Striking French firefighters start fires, occupy train station during protest (VIDEO)

Striking French firefighters start fires, occupy train station during protest (VIDEO)
Over 500 French firefighters set off fireworks and burned tires before storming and occupying a railway station in Lille in the latest in a series of escalating protests against the local council’s budget cuts.

Staff in full uniform gathered outside the fire station of the northern city at 10:30 a.m. Thursday morning, and launched a firework into the sky from a model fire truck to start off their procession. As they marched through the center of town holding union flags, more and more people joined the march.

Arriving outside the train station, the firemen then formed a cordon, while several started piling on tires, and setting them ablaze, to create an acrid smoke that enveloped the entire neighborhood. Local police, warned in advance about the demonstration, cordoned off the protesters.

But then something unexpected happened. On the command of one of the protesters, hundreds of firemen suddenly rushed up the stairs of the train station, before invading the terminal building itself. Streaming through it, they accessed the tracks, and lay down on them.

For 20 minutes all train traffic was disrupted, before, as abruptly as before, the firemen, some of whom were wearing masks, got up and ran off. No arrests were reported by the local media.

The demonstrators then announced that the next protest will happen on December 3, and have called for other government services to join.

The grievance between the emergency service and politicians began when a center-right bloc was elected to preside over the Nord department – which comprises more than 2.5 million people – in April, which promised to enact cuts.

But the negotiations with the firefighters, who became a worldwide internet sensation last year for recording a raunchy, semi-naked lip-synch cover of a pop song, took a turn for the worse in September, when the council leader accused them of being “a Mexican army” – a French idiom signifying an organization that has more bureaucrats than it has people doing its intended job.

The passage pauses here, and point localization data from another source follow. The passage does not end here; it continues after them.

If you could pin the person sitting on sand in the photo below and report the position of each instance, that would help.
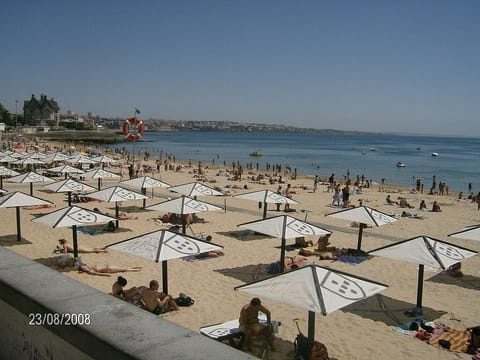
(119, 291)
(423, 206)
(103, 271)
(64, 247)
(436, 207)
(250, 325)
(157, 302)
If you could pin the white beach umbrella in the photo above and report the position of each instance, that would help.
(195, 189)
(364, 215)
(4, 171)
(7, 159)
(73, 216)
(100, 174)
(55, 157)
(29, 177)
(314, 288)
(266, 197)
(183, 205)
(469, 232)
(143, 183)
(17, 200)
(116, 194)
(284, 227)
(424, 250)
(69, 186)
(163, 245)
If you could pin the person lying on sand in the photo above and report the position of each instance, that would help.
(64, 247)
(103, 271)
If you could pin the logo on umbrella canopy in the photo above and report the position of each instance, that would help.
(182, 245)
(35, 177)
(126, 194)
(195, 205)
(301, 227)
(448, 251)
(83, 216)
(342, 286)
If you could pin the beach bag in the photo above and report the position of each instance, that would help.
(274, 268)
(184, 300)
(302, 347)
(319, 351)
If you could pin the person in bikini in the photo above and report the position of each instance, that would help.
(250, 325)
(157, 302)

“Firefighters are expected to work 95 24-hour shifts a year. In our district they work 84, plus sick leave. It’s a Mexican army. There are already more firefighters than fires, and soon there will be more managers than fires,” said Jean René Lecerf, the Republican head of the council.

Picking up on the insult, 900 firefighters turned up to a rally in September wearing sombreros and stick-on moustaches, as they marched to the sound of a mariachi band.

But the lighthearted approach had no effect, and now more hardline tactics have been deployed.